Anyway, a thoughtful person who wants to be helpful gave me some advice which sounds unreliable. First he said "treadmill motor horsepower isn't real horsepower." I don't know what to make of that. I don't know why a manufacturer would pay a motor supplier for mislabeled motors. Anyway, he claims the motor will only be good for 1.3 to 1.5 HP. Is this actually true, or is it just a machinist myth?

Second thing: he said that if I removed the armature from the motor without putting some steel in the motor to fill up the space, the magnets would instantly go bad, and it would thereafter run weakly, drawing huge current. This is my second treadmill motor. The first is now on a belt grinder. I removed the armature so I could machine a keyway on the shaft, and the motor now runs fine and pulls well. It's rated for 9.1 amps, and I installed a 15-amp fuse on it, and if the current was "huge" compared to 9.1, one would expect the fuse to blow, which does not happen even if I stall the grinder.

Can I conclude that he is misinformed?

I've seen people on the web saying the magnet problem only applies to old motors with magnets made of obsolete materials. I think that must be true, because if my grinder motor runs this well with the magnets destroyed, it must have been suitable to power a Cessna before I ruined it. I'm no EE, though, so I could be wrong.

Wiping the magnets only applies to servos and steppers which use alnico magnets (perhaps samarium cobalt as well). the ceramic magnets in your motors cannot wipe themselves as you pull the rotor out.

Some treadmill motors will burn up if run at their max load without a fan, the fan blades are usually on the flywheel, which is usually taken off the motor when re-purposing them.

As far as I can tell there is little practical difference between my baldor 90v 1750 rpm dc motors and my treadmill motors aside from the treadmill motor running at 2 to 5 times the rpms.

my baldor and daton 90v 1750 rpm motors do not have internal fans, and they are TEFC. so the rotor is cooled by radiation and air churning around internally. if i were to cut slots in the case and put a fan internally, i'm sure the hp could be doubled, even at the same rpm. this would be 4 times the copper losses in the rotor, which means the efficiency would drop significantly.


There appears to be little practical difference in the size or diameter of the commutators on my better designed treadmill motors. the cheap small one i have, runs at 6700 rpm, 130v ~2.5hp, the commutator is perhaps 1.2 inch diameter, brushes are half inch by .25 inches. -this one probably won't last long. it was thrown out because the 608 bearing locked up, probably due to heat from the commutator.

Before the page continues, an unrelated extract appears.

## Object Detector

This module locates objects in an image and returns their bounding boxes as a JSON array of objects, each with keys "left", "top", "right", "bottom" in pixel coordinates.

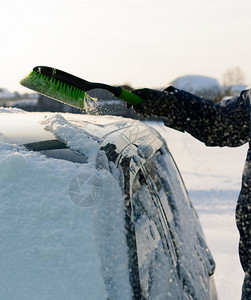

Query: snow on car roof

this link to a photo of a dayton 90v 1750 rpm 3/4th hp motor, the bearing at the commuator is a 6203. this motor could probably be run at twice the hp and rpm without much life reduction, my other baldor motors have nearly double the commutator diameter for the same rpm, no idea why.
http://johansense.com/bulk/dayton90v34hp.JPG
It has 2 coils per slot, and twice as many as normal commutator slots. there should be no sparks visible at the brushes. my guess is the two coils per slot dump out the leakage inductance into the resistance of the brush, so there are far fewer or no sparks at all.

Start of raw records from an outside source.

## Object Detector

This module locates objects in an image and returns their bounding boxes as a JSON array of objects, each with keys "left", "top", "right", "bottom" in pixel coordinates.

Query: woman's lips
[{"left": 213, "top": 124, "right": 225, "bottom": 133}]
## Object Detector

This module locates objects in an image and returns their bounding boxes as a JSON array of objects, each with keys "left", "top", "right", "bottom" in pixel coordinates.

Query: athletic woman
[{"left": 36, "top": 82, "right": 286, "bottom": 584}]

I found the answer. Alnico was the first alloy used in magnets. It lost magnetism very easily. Even the shaking from use in machinery killed Alnico and pure iron magnets. Motors and magnetos using Alnico required "keeper" bars across the poles to prevent demagnetization.

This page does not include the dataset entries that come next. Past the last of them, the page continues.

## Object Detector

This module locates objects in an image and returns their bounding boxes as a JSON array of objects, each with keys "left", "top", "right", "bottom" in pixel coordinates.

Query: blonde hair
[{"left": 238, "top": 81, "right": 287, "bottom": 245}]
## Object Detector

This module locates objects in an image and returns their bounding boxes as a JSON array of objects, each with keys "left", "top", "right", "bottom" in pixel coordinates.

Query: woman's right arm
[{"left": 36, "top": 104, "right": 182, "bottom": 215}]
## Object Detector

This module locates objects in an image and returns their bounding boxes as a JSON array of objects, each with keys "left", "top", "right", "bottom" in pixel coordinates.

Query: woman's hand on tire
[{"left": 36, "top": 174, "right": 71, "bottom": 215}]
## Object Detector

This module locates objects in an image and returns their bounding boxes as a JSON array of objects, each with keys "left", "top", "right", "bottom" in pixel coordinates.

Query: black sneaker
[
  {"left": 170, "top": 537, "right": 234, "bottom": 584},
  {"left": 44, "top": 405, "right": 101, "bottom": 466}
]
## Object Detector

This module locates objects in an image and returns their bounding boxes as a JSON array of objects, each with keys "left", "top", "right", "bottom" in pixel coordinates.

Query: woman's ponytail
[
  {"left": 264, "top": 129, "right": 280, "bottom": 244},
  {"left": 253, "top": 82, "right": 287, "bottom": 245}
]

These days, barium-ferrite ceramic is commonly used in cheap DC motors (like mine), and it's much harder to demagnetize. It takes a pounding, and it doesn't need a keeper. So if I need to machine the shaft in my latest scrounged treadmill motor, I won't have to worry that removing the armature from the motor will kill the magnets.

Rare earth magnets are better than barium-ferrite, but it looks like I won't need them to run my buffer!

Couple of sources:

Magnetic Healing: Advanced Techniques for the Application of Magnetic Forces - Buryl Payne - Google Books

http://www.rexresearch.com/monus/monus.htm#2

Thanks for the information, johansen. I didn't see your post when I replied to myself.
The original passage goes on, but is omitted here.